İçişleri Bakanlığı Göç İdaresi Genel Müdürü Abdullah Ayvaz burada yaptığı konuşmada kurumun çalışmaları hakkında bilgi verdi.
Göç hareketlerinin önümüzdeki yıllarda artarak devam edeceğine dair bulgular olduğunu dile getiren Ayvaz, "Şu anda ülkemiz göçmenler için güvenli bir liman ve cazibe merkezi halinde. Göçmenlere yönelik insan hakları ve güvenlik konusunda başarılı çalışmalar yapıyoruz. Göç İdaresi olarak ülkemize sığınan insanlara insan olma tavırları gösterme noktasında gerekeni en iyi şekilde yapıyoruz." diye konuştu.
Türkiye'de yaşayan yabancı sayısına ilişkin bilgi veren Ayvaz, "Ülke olarak 3,5 milyondan fazla Suriyeli'ye bunlara ilave olarak Afganlar ve Iraklılar olmak üzere başka ülkelerden gelen mültecilere ev sahipliği yapmaktayız. Tüm bunlara ilave olarak 635 bin ikamet sahibi ki bunların yarıdan fazlası İstanbul'da ikamet etmekteler." dedi.
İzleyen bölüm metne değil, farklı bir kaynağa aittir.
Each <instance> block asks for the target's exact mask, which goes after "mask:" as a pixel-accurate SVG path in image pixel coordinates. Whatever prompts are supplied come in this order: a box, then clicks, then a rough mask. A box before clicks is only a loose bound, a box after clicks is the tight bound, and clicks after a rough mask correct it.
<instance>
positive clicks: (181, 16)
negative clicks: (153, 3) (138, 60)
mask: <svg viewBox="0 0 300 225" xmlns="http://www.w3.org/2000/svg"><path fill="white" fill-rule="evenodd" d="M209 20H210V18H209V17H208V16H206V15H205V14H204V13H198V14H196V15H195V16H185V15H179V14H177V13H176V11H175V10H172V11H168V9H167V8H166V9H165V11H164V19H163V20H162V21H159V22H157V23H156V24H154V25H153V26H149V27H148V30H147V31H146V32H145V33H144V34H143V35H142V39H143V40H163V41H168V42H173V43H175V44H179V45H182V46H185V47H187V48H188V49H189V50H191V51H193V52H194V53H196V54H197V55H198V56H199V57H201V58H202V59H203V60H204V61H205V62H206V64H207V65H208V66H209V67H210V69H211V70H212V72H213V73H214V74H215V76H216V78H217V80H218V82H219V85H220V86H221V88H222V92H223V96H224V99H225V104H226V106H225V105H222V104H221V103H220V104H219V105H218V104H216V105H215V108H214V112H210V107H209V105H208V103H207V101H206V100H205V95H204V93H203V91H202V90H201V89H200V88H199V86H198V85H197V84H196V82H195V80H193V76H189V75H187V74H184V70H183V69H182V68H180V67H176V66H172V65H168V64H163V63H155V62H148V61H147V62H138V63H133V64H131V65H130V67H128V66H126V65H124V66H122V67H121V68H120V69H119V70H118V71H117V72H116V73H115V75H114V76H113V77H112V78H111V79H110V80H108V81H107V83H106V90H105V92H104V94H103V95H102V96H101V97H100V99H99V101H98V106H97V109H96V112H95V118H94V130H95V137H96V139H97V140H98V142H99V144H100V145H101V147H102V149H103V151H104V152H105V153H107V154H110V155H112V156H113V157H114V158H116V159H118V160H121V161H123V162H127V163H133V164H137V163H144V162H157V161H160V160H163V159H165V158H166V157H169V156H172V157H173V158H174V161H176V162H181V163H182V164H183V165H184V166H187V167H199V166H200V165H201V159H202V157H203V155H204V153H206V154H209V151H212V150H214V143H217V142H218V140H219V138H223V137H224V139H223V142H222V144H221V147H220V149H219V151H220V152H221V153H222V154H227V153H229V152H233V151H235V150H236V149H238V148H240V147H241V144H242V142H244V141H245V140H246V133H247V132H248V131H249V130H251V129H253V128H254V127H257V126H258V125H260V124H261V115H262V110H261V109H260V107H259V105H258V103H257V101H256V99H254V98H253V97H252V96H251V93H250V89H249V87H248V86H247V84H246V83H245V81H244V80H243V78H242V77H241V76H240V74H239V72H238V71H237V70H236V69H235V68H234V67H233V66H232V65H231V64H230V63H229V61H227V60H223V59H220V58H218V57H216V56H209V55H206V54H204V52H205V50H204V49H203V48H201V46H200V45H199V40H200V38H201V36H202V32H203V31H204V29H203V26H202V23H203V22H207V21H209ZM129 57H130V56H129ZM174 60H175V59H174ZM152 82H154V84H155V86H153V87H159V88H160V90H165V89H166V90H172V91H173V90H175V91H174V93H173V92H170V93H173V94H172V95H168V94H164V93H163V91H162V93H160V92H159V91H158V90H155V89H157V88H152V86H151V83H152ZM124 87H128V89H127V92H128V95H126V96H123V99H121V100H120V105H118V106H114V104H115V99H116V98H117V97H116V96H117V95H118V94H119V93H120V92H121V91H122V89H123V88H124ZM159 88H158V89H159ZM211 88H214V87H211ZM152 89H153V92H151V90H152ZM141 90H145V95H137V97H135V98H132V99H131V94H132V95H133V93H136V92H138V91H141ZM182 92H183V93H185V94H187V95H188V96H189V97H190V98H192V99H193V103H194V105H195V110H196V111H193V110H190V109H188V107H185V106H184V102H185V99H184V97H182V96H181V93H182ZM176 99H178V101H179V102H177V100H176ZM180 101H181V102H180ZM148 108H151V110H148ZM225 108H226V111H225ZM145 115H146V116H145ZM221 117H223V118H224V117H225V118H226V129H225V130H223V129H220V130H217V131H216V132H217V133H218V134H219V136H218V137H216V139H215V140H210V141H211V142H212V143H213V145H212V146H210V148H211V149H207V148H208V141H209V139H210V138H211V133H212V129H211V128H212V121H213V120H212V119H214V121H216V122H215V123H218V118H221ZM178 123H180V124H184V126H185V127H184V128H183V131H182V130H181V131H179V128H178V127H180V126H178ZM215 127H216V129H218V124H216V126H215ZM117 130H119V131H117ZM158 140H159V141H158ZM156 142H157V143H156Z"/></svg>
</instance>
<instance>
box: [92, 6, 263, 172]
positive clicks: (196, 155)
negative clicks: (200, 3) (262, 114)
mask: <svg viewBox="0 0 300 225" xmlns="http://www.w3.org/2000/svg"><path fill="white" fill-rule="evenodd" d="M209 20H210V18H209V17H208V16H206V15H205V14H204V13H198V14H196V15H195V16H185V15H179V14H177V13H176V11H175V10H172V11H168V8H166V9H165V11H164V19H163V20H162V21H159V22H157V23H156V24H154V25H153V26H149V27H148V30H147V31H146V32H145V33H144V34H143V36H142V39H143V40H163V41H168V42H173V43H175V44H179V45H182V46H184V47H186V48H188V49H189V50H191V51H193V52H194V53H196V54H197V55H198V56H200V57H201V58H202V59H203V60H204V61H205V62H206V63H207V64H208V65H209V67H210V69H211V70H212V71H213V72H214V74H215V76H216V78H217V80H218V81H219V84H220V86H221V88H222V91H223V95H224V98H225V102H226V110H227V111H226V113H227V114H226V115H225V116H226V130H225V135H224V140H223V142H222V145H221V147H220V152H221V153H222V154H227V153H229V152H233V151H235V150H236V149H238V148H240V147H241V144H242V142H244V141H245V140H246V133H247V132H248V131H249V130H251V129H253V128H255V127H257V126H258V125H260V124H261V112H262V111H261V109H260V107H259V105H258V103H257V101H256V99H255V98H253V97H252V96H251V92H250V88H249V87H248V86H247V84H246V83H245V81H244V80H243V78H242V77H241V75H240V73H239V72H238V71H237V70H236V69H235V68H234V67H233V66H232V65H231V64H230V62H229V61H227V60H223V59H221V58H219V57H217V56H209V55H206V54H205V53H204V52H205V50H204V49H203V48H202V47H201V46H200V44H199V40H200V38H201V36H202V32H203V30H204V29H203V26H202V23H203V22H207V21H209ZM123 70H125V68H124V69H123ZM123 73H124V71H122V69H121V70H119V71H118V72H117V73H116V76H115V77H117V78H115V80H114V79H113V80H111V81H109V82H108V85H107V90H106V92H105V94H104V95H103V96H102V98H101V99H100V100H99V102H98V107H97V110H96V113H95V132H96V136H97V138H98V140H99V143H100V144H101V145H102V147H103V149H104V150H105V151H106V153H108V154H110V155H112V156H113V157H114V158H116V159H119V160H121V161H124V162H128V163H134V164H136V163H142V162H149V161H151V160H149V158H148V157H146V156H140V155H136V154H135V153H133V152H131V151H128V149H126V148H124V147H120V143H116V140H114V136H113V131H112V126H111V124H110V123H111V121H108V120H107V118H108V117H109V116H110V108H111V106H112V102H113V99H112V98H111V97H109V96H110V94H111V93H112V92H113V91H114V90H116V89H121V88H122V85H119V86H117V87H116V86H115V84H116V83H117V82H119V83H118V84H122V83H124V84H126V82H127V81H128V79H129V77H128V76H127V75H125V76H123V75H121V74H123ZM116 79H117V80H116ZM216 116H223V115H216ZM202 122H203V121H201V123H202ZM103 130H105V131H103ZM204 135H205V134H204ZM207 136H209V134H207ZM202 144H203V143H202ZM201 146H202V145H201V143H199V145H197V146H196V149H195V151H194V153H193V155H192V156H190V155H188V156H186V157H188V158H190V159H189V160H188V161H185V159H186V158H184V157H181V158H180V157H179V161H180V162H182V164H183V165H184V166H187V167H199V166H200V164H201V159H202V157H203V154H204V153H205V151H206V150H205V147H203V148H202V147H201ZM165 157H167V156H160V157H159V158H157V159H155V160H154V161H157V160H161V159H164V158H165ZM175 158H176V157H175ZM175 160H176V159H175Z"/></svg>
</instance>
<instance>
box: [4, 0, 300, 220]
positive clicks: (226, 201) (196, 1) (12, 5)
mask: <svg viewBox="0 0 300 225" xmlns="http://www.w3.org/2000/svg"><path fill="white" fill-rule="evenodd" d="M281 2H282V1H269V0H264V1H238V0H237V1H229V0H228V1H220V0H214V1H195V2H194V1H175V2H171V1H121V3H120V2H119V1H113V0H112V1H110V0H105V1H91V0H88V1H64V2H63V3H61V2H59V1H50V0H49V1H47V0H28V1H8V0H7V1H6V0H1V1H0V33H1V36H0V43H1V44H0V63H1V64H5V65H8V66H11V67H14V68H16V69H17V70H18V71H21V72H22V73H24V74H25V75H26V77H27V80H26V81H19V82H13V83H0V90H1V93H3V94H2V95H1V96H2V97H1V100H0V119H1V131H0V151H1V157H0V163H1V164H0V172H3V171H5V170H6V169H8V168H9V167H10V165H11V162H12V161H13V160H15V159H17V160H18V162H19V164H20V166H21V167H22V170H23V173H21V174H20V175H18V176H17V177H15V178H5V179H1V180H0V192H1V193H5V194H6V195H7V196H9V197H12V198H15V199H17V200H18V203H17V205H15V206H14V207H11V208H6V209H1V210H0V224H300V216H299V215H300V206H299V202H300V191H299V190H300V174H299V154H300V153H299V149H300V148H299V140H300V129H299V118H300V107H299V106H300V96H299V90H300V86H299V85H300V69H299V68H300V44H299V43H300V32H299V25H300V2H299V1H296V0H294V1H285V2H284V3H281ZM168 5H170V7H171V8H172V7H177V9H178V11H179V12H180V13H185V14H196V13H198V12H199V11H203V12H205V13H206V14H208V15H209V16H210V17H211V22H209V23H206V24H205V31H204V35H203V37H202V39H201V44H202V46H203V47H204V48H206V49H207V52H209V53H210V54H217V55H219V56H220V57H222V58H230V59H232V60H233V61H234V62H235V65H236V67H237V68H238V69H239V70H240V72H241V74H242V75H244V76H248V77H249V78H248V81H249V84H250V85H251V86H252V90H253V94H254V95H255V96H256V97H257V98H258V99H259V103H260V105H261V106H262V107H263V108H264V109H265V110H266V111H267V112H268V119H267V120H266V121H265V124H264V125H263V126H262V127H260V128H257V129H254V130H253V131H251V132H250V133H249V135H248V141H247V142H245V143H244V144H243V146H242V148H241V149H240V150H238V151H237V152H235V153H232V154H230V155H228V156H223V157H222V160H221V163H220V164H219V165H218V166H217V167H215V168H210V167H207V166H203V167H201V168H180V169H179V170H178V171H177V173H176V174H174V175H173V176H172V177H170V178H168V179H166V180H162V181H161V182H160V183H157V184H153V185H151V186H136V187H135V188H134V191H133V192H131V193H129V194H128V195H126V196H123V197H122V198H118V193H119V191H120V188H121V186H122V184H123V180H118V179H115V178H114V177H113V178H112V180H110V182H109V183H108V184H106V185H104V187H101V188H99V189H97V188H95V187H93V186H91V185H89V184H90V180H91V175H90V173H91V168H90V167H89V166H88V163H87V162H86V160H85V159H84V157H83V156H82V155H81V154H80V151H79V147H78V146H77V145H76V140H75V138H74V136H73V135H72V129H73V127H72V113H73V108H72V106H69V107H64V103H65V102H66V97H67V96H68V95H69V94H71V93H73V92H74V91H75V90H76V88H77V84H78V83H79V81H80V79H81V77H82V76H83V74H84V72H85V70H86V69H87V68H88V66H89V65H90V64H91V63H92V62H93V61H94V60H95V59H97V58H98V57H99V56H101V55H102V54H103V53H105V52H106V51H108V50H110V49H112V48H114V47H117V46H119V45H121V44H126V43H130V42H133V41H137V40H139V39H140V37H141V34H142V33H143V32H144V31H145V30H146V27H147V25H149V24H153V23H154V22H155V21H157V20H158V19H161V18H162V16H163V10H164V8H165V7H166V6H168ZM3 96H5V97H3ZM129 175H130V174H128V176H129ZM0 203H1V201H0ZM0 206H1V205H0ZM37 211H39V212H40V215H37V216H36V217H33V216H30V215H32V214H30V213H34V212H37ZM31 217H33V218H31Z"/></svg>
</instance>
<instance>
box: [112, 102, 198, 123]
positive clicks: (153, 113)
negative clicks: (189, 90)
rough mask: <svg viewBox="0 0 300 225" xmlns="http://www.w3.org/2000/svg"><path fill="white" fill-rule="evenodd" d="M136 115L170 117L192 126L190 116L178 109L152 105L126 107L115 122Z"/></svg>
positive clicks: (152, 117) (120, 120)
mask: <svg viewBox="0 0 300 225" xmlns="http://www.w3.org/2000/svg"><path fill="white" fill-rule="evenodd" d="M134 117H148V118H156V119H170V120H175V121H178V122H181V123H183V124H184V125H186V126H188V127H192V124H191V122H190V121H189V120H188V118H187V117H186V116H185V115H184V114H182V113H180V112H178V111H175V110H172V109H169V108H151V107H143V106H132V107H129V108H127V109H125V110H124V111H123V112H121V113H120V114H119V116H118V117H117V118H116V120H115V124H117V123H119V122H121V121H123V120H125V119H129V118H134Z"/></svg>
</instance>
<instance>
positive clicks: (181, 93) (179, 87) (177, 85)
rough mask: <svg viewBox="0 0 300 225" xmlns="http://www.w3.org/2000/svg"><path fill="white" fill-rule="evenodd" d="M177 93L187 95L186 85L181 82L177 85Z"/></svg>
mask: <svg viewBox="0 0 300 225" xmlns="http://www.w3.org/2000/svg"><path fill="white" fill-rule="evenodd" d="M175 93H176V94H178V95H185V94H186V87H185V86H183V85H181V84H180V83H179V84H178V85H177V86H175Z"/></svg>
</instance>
Cep telefonlarından Türkiye'de yaşayan göçmen ve sığınmacılar için destek hizmeti verecek mobil uygulamayı devreye alacaklarını açıklayan Ayvaz, şöyle konuştu:
"Artık hizmetlere hem bizim vatandaşlarımız hem de yabancılar en kolay ve en kısa şekilde ulaşmak istiyorlar. Bununla ilgili yarın yabancılarla ilgili aplikasyonumuz Google Play'de kullanıma açılacak. Uzun süredir üzerinde çalıştığımız bir aplikasyon. Temel olarak rehberlik ögelerini, yabancıların Türkiye'deki hak ve yükümlülüklerini ve Türkiye'de yaşamla ilgili bilgileri içeren bir aplikasyon." ifadelerini kullandı.
AFAD'ın yönetiminde olan sığınmacı kamplarının yönetimini 16 Mart itibarıyla devraldıklarını söyleyen Ayvaz, daha kapsamlı uyum çalışmaları yapılacağını dile getirdi.
Sempozyumun ikinci bölümünde ise Bağcılar Belediyesi, Marmara Belediyeler Birliği, Gaziantep Büyükşehir Belediyesi, göçmenlerin uyumuna yönelik yürütülen çalışmalar hakkında sunumlar gerçekleştirdi.
Sempozyum "Sosyal uyum ve yerel yönetimler" konulu oturum ile son buldu.